Combs Stephanie E
Department of Radiation Oncology, Technical University of Munich (TUM), Ismaninger Straße 22, 81675, Munich, Germany.
Institute of Innovative Radiotherapy (iRT), Helmholtz Zentrum München, Ingolstädter Landstraße 1, Neuherberg, Germany.
Curr Treat Options Neurol. 2017 Mar;19(3):12. doi: 10.1007/s11940-017-0447-4.

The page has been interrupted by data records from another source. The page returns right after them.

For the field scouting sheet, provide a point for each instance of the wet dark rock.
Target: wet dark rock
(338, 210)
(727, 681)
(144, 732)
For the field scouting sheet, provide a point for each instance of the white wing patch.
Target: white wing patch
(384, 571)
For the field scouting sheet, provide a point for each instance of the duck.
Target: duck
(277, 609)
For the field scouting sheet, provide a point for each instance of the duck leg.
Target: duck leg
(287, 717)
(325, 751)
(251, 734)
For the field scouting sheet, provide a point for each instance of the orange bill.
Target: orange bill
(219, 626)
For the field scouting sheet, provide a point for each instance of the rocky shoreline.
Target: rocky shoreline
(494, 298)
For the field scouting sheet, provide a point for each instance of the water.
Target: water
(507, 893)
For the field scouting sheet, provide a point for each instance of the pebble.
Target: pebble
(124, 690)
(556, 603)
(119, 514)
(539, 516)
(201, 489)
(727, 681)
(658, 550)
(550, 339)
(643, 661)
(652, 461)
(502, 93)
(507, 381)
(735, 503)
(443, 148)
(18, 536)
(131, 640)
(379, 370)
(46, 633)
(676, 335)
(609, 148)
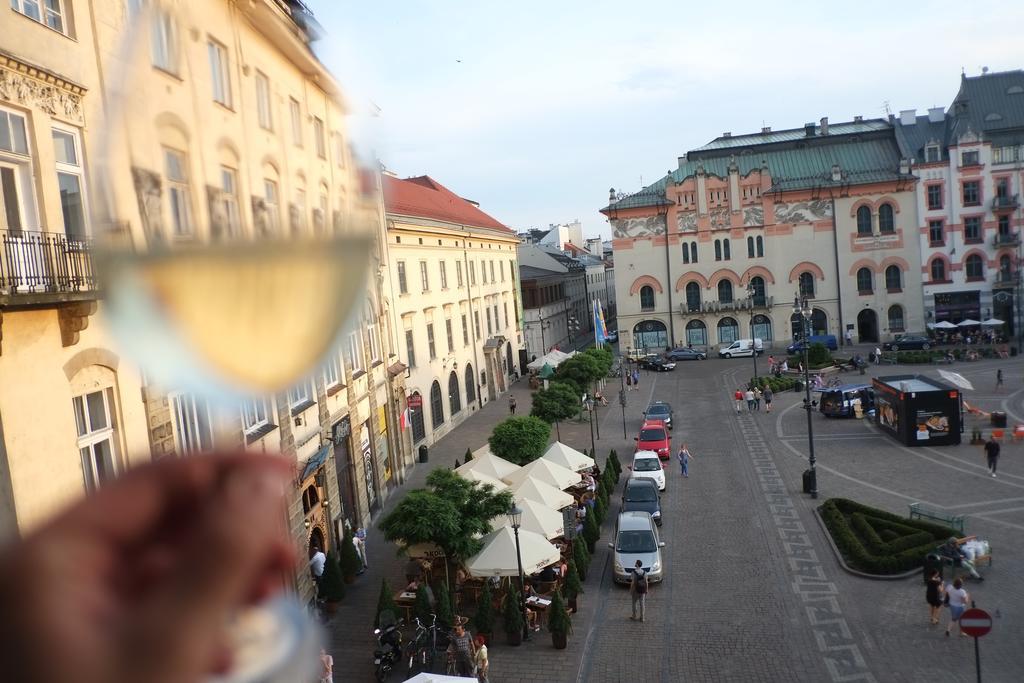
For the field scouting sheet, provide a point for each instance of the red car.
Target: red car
(654, 436)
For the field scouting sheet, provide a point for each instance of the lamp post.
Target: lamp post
(804, 310)
(515, 518)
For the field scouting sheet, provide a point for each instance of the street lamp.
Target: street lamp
(515, 519)
(802, 309)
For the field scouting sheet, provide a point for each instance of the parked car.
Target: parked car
(646, 465)
(656, 363)
(636, 539)
(659, 411)
(641, 495)
(654, 436)
(684, 353)
(909, 342)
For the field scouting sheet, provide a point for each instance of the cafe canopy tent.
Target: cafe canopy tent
(532, 489)
(546, 471)
(562, 455)
(537, 517)
(499, 555)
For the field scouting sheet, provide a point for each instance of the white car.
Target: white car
(646, 465)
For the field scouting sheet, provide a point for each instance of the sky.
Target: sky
(535, 110)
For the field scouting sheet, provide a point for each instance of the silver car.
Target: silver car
(636, 539)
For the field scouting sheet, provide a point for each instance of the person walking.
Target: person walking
(992, 449)
(638, 590)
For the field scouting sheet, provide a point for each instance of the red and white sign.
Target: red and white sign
(976, 623)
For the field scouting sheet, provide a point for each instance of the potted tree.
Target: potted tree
(512, 612)
(559, 623)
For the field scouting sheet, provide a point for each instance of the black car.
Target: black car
(659, 411)
(909, 342)
(642, 496)
(685, 353)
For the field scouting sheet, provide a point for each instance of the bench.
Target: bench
(918, 511)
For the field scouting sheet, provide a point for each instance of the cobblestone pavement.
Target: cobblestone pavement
(754, 592)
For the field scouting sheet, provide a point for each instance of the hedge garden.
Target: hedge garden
(877, 542)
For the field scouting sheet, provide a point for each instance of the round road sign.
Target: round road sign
(976, 623)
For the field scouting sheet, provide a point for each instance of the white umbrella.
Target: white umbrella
(546, 471)
(499, 555)
(562, 455)
(537, 517)
(532, 489)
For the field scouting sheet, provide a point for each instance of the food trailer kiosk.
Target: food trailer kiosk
(918, 411)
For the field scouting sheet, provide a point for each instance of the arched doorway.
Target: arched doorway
(650, 334)
(867, 326)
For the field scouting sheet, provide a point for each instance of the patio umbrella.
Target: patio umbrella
(498, 558)
(562, 455)
(546, 471)
(531, 489)
(537, 517)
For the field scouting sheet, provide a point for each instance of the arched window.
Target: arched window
(865, 281)
(886, 221)
(725, 291)
(436, 406)
(863, 220)
(692, 296)
(455, 396)
(470, 384)
(894, 279)
(895, 318)
(975, 267)
(646, 298)
(806, 282)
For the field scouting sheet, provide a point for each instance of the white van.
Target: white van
(740, 347)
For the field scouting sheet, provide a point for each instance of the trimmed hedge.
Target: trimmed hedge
(878, 542)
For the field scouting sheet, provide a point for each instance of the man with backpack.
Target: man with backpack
(638, 589)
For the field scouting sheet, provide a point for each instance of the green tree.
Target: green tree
(520, 440)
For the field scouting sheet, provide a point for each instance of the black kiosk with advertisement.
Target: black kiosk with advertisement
(918, 411)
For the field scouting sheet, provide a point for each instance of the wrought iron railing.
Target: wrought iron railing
(34, 262)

Proton therapy is characterized by certain physical properties leading to a reduction in integral dose. As proton therapy becomes more widely available, the ongoing discussion on the real indications for proton therapy becomes more important. In the present article, data on proton therapy for tumors of the central nervous system (CNS) is summarized and discussed in view of modern photon treatments. Still today, no randomized controlled trials are available confirming any clinical benefit of protons in CNS tumors. For certain skull base lesions, such as chordomas and chondrosarcomas, dose escalation is possible with protons thus patients should be referred to a proton center if readily available. For vestibular schwannoma, at present, proton data are inferior to advanced photons. For glioma patients, early data is present for low-grade gliomas, presenting comparable results to photons; dose escalation studies for high-grade gliomas have led to significant side effects, thus strategies of dose-escalation need to rethought. For skull base meningiomas, data from stereotactic series and IMRT present excellent local control with minimal side effects, thus any improvement with protons might only be marginal. The largest benefit is considered in pediatric CNS tumors, due to the intricate radiation sensitivity of children's normal tissue, as well as the potential of long-term survivorship. Long-term data is still lacking, and even recent analyses do not all lead to a clear reduction in side effects with improvement of outcome; furthermore, clinical data seem to be comparable. However, based on the preclinical evidence, proton therapy should be evaluated in every pediatric patient. Protons most likely have a benefit in terms of reduction of long-term side effects, such as neurocognitive sequelae or secondary malignancies; moreover, dose escalation can be performed in radio-resistant histologies. Clinical data with long-term follow-up is still warranted to prove any superiority to advanced photons in CNS tumors. If available, protons should be evaluated for chordoma or chondrosarcoma of the skull base and pediatric tumors. However, many factors are important for excellent oncology care, and no time delay or inferior oncological care should be accepted for the sake of protons only.
质子治疗具有某些物理特性,可使积分剂量降低。随着质子治疗的应用越来越广泛,关于质子治疗真正适应症的持续讨论变得更加重要。在本文中,鉴于现代光子治疗,对中枢神经系统(CNS)肿瘤的质子治疗数据进行了总结和讨论。时至今日,尚无随机对照试验证实质子对CNS肿瘤有任何临床益处。对于某些颅底病变,如脊索瘤和软骨肉瘤,质子治疗可实现剂量递增,因此如果条件允许,应将患者转诊至质子治疗中心。对于前庭神经鞘瘤,目前质子治疗的数据不如先进的光子治疗。对于胶质瘤患者,低级别胶质瘤有早期数据,结果与光子治疗相当;高级别胶质瘤的剂量递增研究导致了显著的副作用,因此需要重新思考剂量递增策略。对于颅底脑膜瘤,立体定向系列和调强放疗的数据显示局部控制良好且副作用最小,因此质子治疗可能仅带来微小改善。人们认为质子治疗对儿童CNS肿瘤的益处最大,这是由于儿童正常组织对辐射的敏感性复杂,以及长期生存的潜力。长期数据仍然缺乏,即使是最近的分析也并非都能明确显示随着结果改善副作用会减少;此外,临床数据似乎具有可比性。然而,基于临床前证据,应在每例儿科患者中评估质子治疗。质子治疗很可能在减少长期副作用方面有益,如神经认知后遗症或继发性恶性肿瘤;此外,对于放射抗拒的组织学类型可进行剂量递增。仍需要长期随访的临床数据来证明在CNS肿瘤方面优于先进的光子治疗。如果条件允许,应评估质子治疗用于颅底脊索瘤或软骨肉瘤以及儿科肿瘤。然而,许多因素对于优质的肿瘤治疗很重要,不应仅为了质子治疗而接受时间延迟或劣质的肿瘤治疗。